でも、俺が極端だとしても、多かれ少なかれ『普通』、そういうもんだと思うよ」

「でも古橋はさ、大切じゃないものまで掻き集めてるように見える。それか大切じゃないものばかり、全部均等に」
 良い悪いではない。そこには嘲りや理解不能の色もなく、ただ事実を述べているだけ、という淡々とした口調だった。

「そういうとこ、みゃーこに似てんのかなって思ってた」
 あのひとも本当に均等だから。続いた言葉は独り言のようだった。

 あの人。あれだけ親密な存在をいやに遠い呼称で呼ぶ。幼馴染。近すぎる距離感。遠い三人称。ちぐはぐなそれらで繋がるふたりの間にあるものがわからない、と思う。
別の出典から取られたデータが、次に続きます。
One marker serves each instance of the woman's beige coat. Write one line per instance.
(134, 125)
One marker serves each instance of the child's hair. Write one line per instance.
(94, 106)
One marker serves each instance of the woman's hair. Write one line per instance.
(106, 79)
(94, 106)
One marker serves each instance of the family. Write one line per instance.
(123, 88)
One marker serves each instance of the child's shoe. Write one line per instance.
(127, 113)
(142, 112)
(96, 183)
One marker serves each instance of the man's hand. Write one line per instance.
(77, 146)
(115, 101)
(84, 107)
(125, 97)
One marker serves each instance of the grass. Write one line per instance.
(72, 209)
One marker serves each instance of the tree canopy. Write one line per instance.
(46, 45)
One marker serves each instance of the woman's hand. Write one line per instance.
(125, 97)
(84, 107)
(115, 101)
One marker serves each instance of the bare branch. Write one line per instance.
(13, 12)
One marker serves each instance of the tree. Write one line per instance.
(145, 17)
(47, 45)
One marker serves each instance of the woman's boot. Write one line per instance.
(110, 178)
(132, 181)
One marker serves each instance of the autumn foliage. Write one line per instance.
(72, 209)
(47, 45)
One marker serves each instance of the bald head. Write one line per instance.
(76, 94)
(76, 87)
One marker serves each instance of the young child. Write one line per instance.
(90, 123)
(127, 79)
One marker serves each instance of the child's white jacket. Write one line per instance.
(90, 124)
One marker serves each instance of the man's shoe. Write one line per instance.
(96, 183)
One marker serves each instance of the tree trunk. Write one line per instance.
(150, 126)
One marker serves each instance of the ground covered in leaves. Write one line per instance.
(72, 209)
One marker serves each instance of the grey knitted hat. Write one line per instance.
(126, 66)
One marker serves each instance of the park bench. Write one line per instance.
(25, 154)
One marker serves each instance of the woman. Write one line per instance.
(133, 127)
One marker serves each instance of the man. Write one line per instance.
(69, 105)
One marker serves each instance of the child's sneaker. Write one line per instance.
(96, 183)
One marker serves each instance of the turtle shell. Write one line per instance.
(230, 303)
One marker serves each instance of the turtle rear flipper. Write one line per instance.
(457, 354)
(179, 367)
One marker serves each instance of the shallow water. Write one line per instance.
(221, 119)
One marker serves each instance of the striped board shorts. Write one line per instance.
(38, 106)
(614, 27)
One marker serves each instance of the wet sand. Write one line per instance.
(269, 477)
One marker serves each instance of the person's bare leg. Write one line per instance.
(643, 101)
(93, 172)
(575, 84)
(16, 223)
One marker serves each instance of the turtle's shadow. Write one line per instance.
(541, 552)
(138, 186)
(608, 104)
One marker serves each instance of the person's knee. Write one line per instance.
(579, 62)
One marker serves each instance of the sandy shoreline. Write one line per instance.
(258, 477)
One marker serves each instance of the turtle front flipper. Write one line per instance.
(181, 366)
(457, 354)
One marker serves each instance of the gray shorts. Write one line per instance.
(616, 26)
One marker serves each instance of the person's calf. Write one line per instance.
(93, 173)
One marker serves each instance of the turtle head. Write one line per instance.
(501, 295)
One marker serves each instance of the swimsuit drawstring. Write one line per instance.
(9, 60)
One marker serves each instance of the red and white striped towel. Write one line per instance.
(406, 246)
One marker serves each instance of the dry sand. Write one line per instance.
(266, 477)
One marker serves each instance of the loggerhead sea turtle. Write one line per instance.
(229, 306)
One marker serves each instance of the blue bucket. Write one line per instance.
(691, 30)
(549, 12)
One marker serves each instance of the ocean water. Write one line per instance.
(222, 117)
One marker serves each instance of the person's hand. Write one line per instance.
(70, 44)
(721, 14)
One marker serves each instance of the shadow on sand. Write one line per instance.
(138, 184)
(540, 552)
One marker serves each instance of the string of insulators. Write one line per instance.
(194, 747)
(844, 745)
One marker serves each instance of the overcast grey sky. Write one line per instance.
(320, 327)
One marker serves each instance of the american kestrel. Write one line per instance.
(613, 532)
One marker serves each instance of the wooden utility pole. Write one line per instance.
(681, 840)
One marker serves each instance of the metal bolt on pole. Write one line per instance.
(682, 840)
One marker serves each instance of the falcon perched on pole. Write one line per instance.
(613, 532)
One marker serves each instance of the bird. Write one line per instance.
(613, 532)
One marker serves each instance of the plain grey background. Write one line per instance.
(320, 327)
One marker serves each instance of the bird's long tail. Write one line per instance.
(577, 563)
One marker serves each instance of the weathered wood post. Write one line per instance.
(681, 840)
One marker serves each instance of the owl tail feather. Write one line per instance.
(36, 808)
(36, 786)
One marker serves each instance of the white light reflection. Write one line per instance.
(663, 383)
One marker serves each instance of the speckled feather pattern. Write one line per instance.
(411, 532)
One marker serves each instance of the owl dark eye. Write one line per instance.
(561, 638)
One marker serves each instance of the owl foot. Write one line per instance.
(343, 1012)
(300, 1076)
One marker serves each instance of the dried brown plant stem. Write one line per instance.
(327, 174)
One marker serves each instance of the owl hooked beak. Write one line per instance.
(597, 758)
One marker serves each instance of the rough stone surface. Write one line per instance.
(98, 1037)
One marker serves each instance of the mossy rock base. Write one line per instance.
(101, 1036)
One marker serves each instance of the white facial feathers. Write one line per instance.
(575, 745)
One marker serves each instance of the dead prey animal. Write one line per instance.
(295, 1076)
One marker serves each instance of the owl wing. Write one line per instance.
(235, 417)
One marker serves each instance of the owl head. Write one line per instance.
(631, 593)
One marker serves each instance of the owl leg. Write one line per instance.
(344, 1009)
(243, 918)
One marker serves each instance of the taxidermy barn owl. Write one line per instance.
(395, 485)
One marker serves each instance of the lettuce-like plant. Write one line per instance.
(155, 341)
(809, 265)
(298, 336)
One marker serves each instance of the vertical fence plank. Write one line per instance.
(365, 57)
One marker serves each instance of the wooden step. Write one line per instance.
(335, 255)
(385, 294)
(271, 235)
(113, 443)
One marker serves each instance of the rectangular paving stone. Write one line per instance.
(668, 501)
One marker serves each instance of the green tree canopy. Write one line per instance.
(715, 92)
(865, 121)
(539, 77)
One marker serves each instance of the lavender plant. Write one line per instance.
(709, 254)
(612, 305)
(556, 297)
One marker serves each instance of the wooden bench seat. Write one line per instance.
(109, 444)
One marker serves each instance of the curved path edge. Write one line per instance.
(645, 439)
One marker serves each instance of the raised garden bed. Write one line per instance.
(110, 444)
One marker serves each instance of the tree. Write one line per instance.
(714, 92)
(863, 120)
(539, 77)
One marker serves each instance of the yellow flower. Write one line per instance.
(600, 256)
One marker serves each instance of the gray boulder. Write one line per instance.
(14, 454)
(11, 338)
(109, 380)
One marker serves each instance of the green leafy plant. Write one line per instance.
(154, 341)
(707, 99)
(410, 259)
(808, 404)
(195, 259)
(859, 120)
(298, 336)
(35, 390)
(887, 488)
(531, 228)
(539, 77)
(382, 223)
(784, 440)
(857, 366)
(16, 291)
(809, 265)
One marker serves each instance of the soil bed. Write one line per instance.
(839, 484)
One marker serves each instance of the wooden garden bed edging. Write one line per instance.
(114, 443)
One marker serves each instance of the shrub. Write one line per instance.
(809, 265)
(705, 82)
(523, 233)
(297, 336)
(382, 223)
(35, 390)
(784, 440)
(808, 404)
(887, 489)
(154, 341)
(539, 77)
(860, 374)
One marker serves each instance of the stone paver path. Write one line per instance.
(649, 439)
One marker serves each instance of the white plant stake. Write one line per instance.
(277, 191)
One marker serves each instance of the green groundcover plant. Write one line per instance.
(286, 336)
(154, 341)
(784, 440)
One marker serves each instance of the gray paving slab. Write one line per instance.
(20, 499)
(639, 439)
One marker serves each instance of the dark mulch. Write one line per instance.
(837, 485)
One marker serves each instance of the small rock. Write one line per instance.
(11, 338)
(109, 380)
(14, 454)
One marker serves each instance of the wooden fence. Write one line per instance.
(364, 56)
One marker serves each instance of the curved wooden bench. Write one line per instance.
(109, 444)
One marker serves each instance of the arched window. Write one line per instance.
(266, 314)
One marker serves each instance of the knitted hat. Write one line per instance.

こいつにとって、こいつらにとって、幼馴染って、なんだ?
 直接話したことはない、けれどよく見かける彼の幼馴染の姿を思い出す。特に印象の残らない女子生徒、だったように思う。似てる、とはどういうことなのか。
 三木はというと、ただの比較で出したのだろう。あるいは本当に独り言だったのかもしれない。それ以上幼馴染について言及することはなく、言葉を続ける。

「でも古橋は"違う"から」
 そんで、俺からしたらお前の方が理解できない。と三木は言った。



「大切でも欲しくもないもので、人生埋めるの楽しい?」






 先に口を開いたのは三木だった。
「ごめん。今の完全に八つ当たり」

 おれが勝手に突っかかっていって勝手に自滅しただけなのに、なんかちょっとイライラしてたっぽい、と言ってくれるこいつは本当に良いやつだ。少なくとも、勝手な嫉妬をぶつけたおれなんかより。八つ当たりをしたのはおれだ。
「いや、俺もっていうか、完全におれが先だったし」
「うん」

 そんなことないよ、と返されないことがありがたい。もし言われていたら、気まで遣わせた自分の情けなさに立ち直れなくなっていたことだろう。いや十分情けないんだけど。
 三木はそういうところまで気遣える男だ。それだけではなくて、関わるようになってからわかったことだが、三木千種という男は地味だが、これといった欠点がない。大体のことはそつなくこなす。そして、たぶん、これは予想だけど、その気になれば本当はもっと上手くやれるんだろうとも思う。

「……三木さあ」
「何」
 この前の模試の結果が見えたのは偶然だった。そこそこできると思っていた三木の成績はそこそこなんてもんじゃなくて。
 それから、このあたりだとそれなりの進学校であるうちの高校も、けしてトップではない。
「……やっぱいいや」
「それがいいと思う。古橋たまにデリカシーないからその辺ほんと気を付けて」
「うっす」

「あといろいろ言ってごめん」
「いいよ別に」
 これで本当に水に流してくれてるんだもんなあ、こいつ。つくづく自分が情けなくなる。

「なー三木」
「何」
「おれと猫原さん、どっちが大事?」

 ちょっと驚いたような顔で三木がおれを見る。「古橋彼女かよ」
「あーわかる。ありそう。で、どっち?」
「今日のユキちゃんしつこいんですけど」
「どっちなのよお」

 ふざけてまとわりついたおれに三木がめちゃくちゃ楽しそうに笑う。ちょう珍しい。
 もっと目立てるし、上手く生きていけるはずの男が口を開く。

「当然みゃーこ一択」

 たぶん、こいつにとってはきっとすべてが"このため"なのだ。

「お前ほんとそれふつう許されないからな」
「わかってて聞く古橋が悪い」

 普通普通じゃないを別にして、"それ"は確かにおれにはないもので。
 横にいる友達が眩しいのか怖いのか、わからないまま、おれは目をそらすようにして笑った。